Un instant ! dis-je ; de l’ordre, s’il vous plaît ! Je suis connu ici, et, s’il y a moyen d’avoir quelque chose, je l’aurai.

Nous entrâmes dans une salle basse ; elle était encombrée.

En entrant, je heurtai un élève de l’École qui sortait.

— C’est vous, Charras ?

— Oui… Venez-vous pour avoir des armes ?

— Certainement.

— En ce cas, dépêchez-vous… Je n’ai pu obtenir qu’un pistolet.

En effet, il avait un pistolet fourré dans son habit, et dont la crosse seule passait entre deux boutons.

— Vous allez là-bas aussi ?

— Parbleu !

— Nous nous reverrons, alors ?

— Probablement.

— Bonjour !

— Adieu !

Nous pénétrâmes à grand’peine jusqu’au distributeur d’armes. Heureusement, un laquais à la livrée du duc d’Orléans me reconnut, et nous fit faire place.

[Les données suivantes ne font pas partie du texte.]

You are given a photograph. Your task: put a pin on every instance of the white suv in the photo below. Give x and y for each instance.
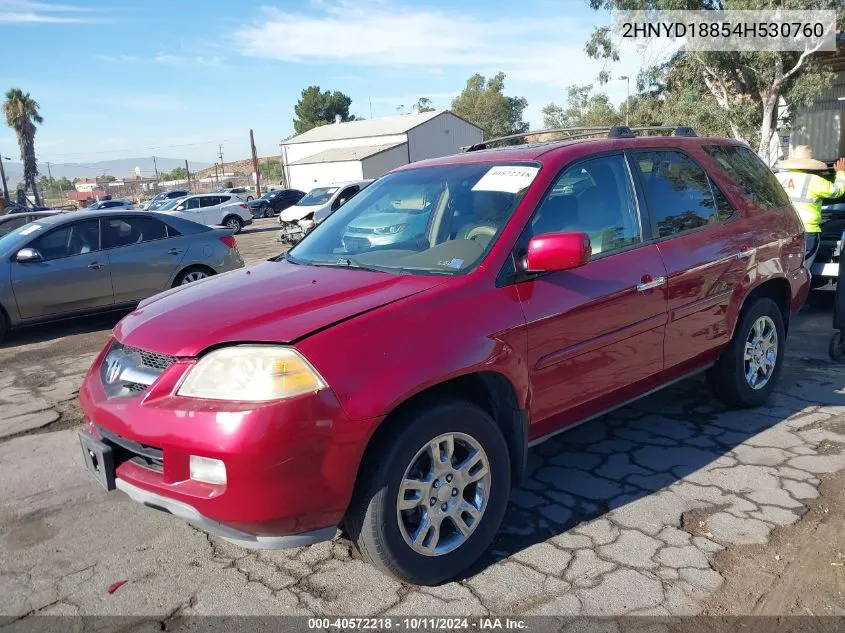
(213, 209)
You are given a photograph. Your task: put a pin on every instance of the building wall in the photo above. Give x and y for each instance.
(441, 136)
(380, 164)
(822, 125)
(298, 151)
(306, 177)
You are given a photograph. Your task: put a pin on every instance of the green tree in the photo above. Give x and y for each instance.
(483, 103)
(317, 108)
(744, 88)
(21, 112)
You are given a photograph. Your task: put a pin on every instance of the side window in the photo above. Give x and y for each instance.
(73, 239)
(679, 193)
(12, 224)
(746, 168)
(594, 197)
(125, 231)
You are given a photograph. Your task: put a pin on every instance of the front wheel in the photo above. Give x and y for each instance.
(233, 222)
(432, 496)
(748, 370)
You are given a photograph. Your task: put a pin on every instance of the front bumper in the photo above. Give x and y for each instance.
(290, 465)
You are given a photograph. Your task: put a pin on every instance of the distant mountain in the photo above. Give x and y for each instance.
(120, 168)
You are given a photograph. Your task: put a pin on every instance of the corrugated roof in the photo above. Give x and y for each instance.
(384, 126)
(339, 154)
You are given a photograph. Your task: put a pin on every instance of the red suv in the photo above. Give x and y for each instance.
(393, 388)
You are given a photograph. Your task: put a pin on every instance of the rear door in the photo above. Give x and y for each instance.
(701, 239)
(73, 274)
(144, 255)
(593, 331)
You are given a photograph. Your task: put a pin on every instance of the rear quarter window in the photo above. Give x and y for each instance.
(746, 168)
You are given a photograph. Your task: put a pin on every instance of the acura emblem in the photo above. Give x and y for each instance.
(113, 370)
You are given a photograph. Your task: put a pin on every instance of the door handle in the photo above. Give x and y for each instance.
(648, 284)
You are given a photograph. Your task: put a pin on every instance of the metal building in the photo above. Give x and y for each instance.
(370, 148)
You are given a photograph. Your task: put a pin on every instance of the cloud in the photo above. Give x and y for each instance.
(545, 49)
(30, 12)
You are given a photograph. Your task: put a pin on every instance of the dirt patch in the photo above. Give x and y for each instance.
(801, 571)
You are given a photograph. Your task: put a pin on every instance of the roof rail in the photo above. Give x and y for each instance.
(615, 131)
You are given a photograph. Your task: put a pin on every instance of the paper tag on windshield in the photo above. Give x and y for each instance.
(507, 178)
(30, 229)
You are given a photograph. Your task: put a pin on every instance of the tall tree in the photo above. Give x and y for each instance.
(317, 108)
(484, 103)
(21, 112)
(746, 86)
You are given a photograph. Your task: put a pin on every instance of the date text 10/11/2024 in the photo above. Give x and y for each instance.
(418, 624)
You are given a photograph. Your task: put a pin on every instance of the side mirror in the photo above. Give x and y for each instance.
(552, 252)
(28, 255)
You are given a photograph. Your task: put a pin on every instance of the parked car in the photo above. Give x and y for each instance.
(273, 202)
(166, 196)
(396, 390)
(9, 223)
(75, 263)
(315, 207)
(110, 204)
(212, 209)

— Monsieur de Rumigny, dit-il, c’est M. Dumas.

— Eh bien, qu’il vienne.

Le distributeur était M. de Rumigny lui-même. M. de Rumigny avait alors trente-cinq ans, à peu près ; il était magnifique sous son uniforme.

Il avait devant lui une grande caisse pleine de sabres et de pistolets ; les fusils avaient disparu. Tout cela venait de chez Lepage.

On donna des pistolets et des sabres à mes hommes ; puis, lorsqu’ils furent tous armés :

— Vos hommes ont-ils soif ? me demanda M. de Rumigny.

— Parbleu ! dis-je, ce sont les machinistes du théâtre de l’Odéon !

— Donnez-leur un verre de vin, alors.